Now more rarely, lesser ceremonies continue to air live in the Eastern and Central time zones while tape-delayed for all other U.S. territories, as their airtime is often purchased as a brokered programming arrangement, and as disruption for those ceremonies (often on weekdays) is much less tolerated by their airing network's affiliate base west of the Rockies.
Other ceremonies that do not air live are taped in advance, including those broadcast on weekend nights in the U.S., to allow standards and practices to watch the ceremony in advance and determine cuts for profanity or content to insert a bleep censor or cut-away, and the producers can make cuts for time and superfluous items such as longer walks than expected by an award winner to the stage or a rare botched performance with the replacement of dress rehearsal footage.
In practice, only the CBC delays its entire prime time schedule for each time zone; the commercial networks typically schedule programs to maximize their ability to claim simultaneous substitution rights (which allows local broadcast stations to require U.S. broadcast stations' signals on television providers to be overridden with their own, if they are airing the exact same program in simulcast), resulting in programs often being scheduled in pattern with an airing from the Eastern or Pacific zones.
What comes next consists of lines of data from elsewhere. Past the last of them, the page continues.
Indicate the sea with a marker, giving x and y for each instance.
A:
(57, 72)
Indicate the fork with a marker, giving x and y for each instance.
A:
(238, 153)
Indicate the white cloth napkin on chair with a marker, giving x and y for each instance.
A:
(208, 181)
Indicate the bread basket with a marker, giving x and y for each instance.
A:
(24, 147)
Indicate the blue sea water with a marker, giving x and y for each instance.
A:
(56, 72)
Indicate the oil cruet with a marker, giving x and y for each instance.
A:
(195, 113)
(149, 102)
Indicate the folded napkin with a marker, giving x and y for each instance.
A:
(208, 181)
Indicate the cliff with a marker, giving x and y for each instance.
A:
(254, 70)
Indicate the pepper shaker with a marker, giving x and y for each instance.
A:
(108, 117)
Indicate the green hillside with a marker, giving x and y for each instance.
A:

In Latin America, Spanish-language pay television programming used to be broadcast without delay in Argentina and Uruguay, and delayed in most countries; this situation was common in networks that broadcast one video feed for distribution to the rest of Latin American countries, as it centred their schedule using the Argentine time zone (HBO, Moviecity).
However, this stopped being the case on basic-tier subscription TV with the launch of different regional feeds centred on local time zones, either based on Mexico, Colombia, Peru or Chile.